Retour donc à l’hôtel pour adapter ma tenue à une sortie tardive du théâtre Lunt Fontane où je suis allée voir Motown (lire ma critique dans le topic dédié).
Chaudement vêtue, et heureusement parce que la clim de ce théâtre congèle sur place, j’en suis sortie pour diner au Virgil’s BBQ, une adresse classique très prisée des new-yorkais même si elle se trouve être à Times square.
Minuit étant passés, le dodo s’imposait.
Samedi : Bushwick, Williamsburg / Bedford, et Peter Luger pour finir sous un soleil toujours éclatant et des températures agréables.
Ce samedi a été entièrement consacré au street art qui est un peu ma récompense quand je suis sur place.
Je suis, à distance, certains artistes de rue et m’assure des localisations des dernières œuvres mises en place.

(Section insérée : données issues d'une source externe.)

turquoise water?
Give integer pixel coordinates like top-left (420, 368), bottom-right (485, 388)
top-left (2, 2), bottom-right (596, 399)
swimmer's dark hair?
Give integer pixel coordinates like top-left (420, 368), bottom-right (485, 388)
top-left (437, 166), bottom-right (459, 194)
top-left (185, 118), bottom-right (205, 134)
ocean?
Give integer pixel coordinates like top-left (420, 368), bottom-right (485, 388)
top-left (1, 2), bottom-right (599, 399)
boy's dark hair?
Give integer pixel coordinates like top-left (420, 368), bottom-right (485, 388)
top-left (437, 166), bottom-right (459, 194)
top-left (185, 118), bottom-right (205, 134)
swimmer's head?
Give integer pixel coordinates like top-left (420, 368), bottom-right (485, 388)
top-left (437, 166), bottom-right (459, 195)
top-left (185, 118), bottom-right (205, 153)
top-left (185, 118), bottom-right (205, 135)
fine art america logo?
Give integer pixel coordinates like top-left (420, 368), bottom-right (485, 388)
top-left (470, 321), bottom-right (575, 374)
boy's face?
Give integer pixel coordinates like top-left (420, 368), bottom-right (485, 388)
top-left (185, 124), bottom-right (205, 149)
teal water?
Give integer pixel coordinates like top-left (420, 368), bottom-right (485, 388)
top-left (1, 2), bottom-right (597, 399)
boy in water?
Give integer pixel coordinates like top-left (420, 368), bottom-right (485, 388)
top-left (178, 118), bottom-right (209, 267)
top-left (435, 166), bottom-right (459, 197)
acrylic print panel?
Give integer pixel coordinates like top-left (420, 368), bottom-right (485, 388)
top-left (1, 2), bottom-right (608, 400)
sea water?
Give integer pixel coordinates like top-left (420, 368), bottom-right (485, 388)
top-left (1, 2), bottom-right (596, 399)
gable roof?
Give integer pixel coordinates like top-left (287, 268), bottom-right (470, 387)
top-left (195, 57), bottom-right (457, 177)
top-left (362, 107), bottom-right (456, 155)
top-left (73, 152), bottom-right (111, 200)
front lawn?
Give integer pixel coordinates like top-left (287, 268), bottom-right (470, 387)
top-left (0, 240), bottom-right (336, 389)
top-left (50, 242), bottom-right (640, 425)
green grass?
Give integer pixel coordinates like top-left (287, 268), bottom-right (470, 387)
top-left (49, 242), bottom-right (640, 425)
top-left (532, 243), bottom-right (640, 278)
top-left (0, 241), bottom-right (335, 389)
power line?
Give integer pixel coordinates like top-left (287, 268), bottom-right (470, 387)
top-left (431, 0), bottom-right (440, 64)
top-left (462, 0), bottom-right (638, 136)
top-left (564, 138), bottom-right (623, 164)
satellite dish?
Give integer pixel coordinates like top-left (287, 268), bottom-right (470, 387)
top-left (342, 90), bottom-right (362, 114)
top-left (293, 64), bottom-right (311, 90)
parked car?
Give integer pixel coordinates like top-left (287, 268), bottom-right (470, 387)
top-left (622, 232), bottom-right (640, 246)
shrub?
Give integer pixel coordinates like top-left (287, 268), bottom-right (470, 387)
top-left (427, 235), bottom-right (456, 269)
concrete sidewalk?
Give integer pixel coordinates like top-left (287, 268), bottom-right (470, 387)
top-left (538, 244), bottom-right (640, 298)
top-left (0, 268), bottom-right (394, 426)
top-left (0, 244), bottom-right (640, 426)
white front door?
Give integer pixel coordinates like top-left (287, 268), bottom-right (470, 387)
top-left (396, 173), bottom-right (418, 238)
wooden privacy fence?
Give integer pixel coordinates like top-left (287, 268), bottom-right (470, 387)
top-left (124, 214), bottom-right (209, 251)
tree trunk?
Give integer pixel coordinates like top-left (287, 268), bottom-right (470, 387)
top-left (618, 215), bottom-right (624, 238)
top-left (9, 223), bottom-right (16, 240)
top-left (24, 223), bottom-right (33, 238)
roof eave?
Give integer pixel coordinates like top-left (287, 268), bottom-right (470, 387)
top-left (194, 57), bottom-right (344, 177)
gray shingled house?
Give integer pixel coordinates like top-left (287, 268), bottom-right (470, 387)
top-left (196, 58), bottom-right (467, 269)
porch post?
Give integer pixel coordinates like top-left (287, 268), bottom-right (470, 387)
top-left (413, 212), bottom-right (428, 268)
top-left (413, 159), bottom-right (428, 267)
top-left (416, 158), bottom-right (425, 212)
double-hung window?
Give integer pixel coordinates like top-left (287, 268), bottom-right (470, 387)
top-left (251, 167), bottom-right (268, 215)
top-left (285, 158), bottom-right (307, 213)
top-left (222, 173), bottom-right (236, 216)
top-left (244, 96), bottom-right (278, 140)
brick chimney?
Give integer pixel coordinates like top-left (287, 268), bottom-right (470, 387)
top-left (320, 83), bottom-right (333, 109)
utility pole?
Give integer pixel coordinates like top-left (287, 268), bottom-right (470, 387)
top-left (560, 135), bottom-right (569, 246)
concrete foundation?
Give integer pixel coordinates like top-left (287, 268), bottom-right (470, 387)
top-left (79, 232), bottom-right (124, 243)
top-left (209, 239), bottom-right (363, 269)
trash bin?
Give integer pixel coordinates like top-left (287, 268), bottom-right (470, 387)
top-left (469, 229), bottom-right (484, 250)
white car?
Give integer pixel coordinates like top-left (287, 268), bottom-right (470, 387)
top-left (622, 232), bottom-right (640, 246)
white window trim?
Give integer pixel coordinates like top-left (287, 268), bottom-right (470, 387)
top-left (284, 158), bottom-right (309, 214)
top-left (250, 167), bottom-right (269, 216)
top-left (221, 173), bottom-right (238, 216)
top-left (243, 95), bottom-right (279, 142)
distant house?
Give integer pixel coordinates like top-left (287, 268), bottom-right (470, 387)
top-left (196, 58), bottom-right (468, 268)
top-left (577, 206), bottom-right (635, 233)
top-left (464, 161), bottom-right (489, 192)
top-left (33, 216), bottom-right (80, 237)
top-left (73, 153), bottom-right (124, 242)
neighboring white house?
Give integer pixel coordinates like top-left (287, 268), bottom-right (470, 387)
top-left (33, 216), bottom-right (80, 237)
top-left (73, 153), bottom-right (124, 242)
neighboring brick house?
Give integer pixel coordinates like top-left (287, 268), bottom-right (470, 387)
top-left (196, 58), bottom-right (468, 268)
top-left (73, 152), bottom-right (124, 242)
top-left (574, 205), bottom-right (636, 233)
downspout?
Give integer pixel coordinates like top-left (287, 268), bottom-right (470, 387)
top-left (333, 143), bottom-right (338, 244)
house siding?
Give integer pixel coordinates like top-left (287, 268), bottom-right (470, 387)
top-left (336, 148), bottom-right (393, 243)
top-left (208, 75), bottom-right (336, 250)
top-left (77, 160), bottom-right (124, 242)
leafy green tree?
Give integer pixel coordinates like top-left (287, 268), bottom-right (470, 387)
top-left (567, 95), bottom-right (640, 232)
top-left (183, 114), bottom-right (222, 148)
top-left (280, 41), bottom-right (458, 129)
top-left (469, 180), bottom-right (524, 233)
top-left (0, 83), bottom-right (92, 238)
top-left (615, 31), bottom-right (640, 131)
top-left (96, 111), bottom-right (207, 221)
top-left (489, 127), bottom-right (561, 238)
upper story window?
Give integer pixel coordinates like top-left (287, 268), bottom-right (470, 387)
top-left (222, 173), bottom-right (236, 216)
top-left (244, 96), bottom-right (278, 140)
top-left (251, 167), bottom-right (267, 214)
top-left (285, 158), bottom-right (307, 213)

J’avais deux objectifs en me rendant su Bushwick : actualiser les zones que je connaissais déjà autour de Morgane Avenue et Meserole Street, les deux zones s’entendant avec leur proche périphérie.
Mais j’avais en plus décidé de commencer la journée parce qui m’apparaissait comme une jolie découverte : un authentique chef d’oeuvre de Keith Haring.
Les oeuvres de Keith Haring sur site ne sont plus très nombreuses.
Ce qui a pu être sauvé et qui s’avère pérenne, se trouve essentiellement dans les musées ou expositions itinérantes.
Il en est quelques unes que l’on trouve à Manhattan, mais celle-ci en est bien loin.
Elle orne le hall en bandeau circulaire d’un hôpital psychiatrique.
Comme je l’avais annoncé dans le privé, si j’allais pouvoir prendre en photos cette oeuvre cachée, pourrai-je en ressortir pour la partager ?
L’entrée dans ce centre psy est très facile : c’est ouvert sans restriction au public.
Dès le passage du sas, vous avez en face un guichet avec un policier en uniforme.
Le ton est donné.
Il ne m’a rien demandé.
Ayant dégainé mon appareil, sans doute a-t-il jugé le comportement normal.
C’est un peu dingue d’entrer dans un hôpital pour voir un artiste, mais comme on est chez les “fous”, mon comportement était de fait normal ![]()
Si vous voulez voir cette fresque, allez à Flushing Avenue Ligne M ou J.
En sortant c’est juste en face : Woodhull Medical Center.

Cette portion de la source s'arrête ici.